The "fast" shipping called EMS is much better even though its just a bit more expensive, its worth it.


----------



## kuyanikko (May 2, 2010)

apologies in advance for being new to cube buying.

links for the site don't work for me or i don't know how to navigate the site. whenever i click a link to a specific item, i get a page of feature products. any suggestions on how i can operate on this site? i wanted to order mini dianshengs from cube4you but settled with focalprice because i couldn't find them on cube4you. and while i'm at it, is focalprice a recommended site? i got the link to the mini diansheng from this forum but the site didn't label it with that name.


----------



## Dionz (May 2, 2010)

they owe me 6 mini dianshengs


----------



## ChrisBird (May 2, 2010)

I've ordered about 10 times from them, most orders over $100 and I have had absolutely no problems with them.

The complaint about it the stickers, as they said, is minor, considering you can easily get cheap Cubesmith stickers.

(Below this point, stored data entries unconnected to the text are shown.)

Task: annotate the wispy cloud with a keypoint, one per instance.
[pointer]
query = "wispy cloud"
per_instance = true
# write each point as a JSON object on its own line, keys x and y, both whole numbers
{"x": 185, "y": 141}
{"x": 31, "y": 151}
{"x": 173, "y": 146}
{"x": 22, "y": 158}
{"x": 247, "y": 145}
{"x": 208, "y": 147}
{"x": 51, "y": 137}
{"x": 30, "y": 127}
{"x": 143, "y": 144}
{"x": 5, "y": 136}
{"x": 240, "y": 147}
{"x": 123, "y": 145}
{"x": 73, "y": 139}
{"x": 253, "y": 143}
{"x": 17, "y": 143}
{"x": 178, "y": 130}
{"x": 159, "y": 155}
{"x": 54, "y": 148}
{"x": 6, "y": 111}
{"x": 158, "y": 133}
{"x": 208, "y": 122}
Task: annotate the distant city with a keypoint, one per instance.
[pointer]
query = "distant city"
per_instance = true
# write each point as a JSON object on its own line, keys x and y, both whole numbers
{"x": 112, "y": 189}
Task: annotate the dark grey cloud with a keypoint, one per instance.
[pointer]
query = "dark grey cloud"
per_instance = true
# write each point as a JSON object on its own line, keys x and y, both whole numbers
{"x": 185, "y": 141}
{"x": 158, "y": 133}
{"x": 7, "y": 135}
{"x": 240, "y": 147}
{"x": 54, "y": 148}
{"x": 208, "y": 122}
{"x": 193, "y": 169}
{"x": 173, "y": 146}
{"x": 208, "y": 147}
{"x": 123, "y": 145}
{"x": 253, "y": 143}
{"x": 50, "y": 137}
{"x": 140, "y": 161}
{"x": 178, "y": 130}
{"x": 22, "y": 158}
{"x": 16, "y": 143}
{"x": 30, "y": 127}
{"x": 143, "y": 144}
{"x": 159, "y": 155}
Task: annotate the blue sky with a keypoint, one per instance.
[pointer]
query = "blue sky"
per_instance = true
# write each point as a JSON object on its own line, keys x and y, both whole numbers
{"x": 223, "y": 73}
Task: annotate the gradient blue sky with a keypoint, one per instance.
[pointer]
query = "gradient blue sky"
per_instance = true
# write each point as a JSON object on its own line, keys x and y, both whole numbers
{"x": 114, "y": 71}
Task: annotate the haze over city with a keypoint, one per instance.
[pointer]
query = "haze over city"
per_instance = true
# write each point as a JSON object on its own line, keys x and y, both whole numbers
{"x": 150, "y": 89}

Once they shipped me a QJ 5x5 instead of a Meffert's one and they immediatly corrected it and let me keep the QJ. So no bad service there.

If you plan on ordering from them check, double check, and then triple check your information (phone number, address, credit card number etc) just to make sure that they don't mess up anything.

I've talked to about 10-15 people (who messaged me on Youtube) and they didn't get their order because they didn't fill out their information properly. Which isn't the sites fault, it's yours.

So just keep that in mind when ordering.
Hope this helps.

~Chris


----------



## CubesOfTheWorld (May 2, 2010)

Is is even possible to contact C4U?


----------



## bwatkins (May 2, 2010)

ya i really like their products, its an easy to use site and of my 3 orders there, no problems have ever occured. 

Yes there stickers aren't good, but if you really get into cubing your gonna want cubesmith anyway so it doesnt matter.


----------



## ~Phoenix Death~ (May 2, 2010)

I wish I can order from there. Shipping is expensive as hell though.
When my family gets enough money, that's gold.


----------